You can see right through us. And we’re totally fine with that.

For plan years beginning on December 27, 2021, or later, brokers and consultants will be held to new compensation transparency obligations under the Consolidated Appropriations Act (CAA). The CAA creates new requirements for brokers and consultants (referred to in the rules as “covered service providers” or “CSPs”) to disclose to ERISA-covered group health plan sponsors any direct or indirect compensation they may receive for referral of services.

We welcome the change. Our firm was started as an advisory-based alternative to the sales-focused entities that are prevalent in the marketplace. Over our 20-year history, we have observed a continued movement by most of our competitors ― including very large and previously independent consulting firms — toward a product and commission-driven business approach. We continue to focus on the transparent delivery of high value, conflict-free services.

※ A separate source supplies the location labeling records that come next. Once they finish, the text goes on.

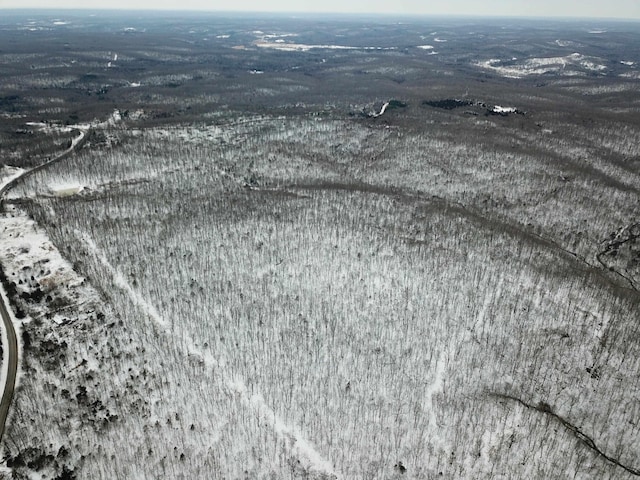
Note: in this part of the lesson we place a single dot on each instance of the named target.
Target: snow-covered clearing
(310, 458)
(570, 65)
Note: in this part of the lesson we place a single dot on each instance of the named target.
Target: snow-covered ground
(570, 65)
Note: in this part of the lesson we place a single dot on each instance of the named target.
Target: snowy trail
(9, 336)
(293, 437)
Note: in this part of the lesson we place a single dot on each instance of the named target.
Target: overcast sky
(540, 8)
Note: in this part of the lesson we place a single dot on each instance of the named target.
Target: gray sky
(545, 8)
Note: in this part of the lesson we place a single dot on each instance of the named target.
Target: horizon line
(319, 13)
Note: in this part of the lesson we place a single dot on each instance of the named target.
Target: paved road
(9, 386)
(7, 394)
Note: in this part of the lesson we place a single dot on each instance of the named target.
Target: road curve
(12, 344)
(12, 338)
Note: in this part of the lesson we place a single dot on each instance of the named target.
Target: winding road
(12, 338)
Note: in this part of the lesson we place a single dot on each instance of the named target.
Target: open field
(351, 248)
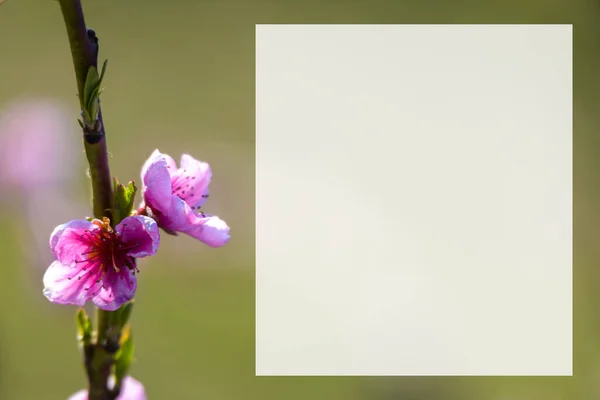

The CAA requires CSPs to provide plan fiduciaries with information they need to assess reasonableness of total compensation, both direct and indirect, received by the CSP, its affiliates and/or its subcontractors. For this purpose, a CSP is an entity that enters into a contract with a plan and reasonably expects to receive $1,000 or more in direct or indirect compensation in connection with providing the listed services — regardless of whether the services will be performed, or compensation will be received, by the CSP, an affiliate, or a subcontractor.


The listed services and additional details are summarized in Ken Haneline’s overview here.

Over the coming months, we will have more to share on these requirements and what you as a plan fiduciary should expect from brokers and consultants.

One final note: these rules are intended to prevent the payment of excessive compensation to brokers and consultants. Ironically, they don’t require all compensation to be disclosed ― only compensation that may be paid by the plan (and not fees directly paid by the employer/plan sponsor). So, it may still be difficult for fiduciaries to easily determine how reasonable a given plan’s CSP’s compensation arrangement is compared to all compensation others are paying. Nonetheless, the newly disclosed compensation is likely to raise some eyebrows!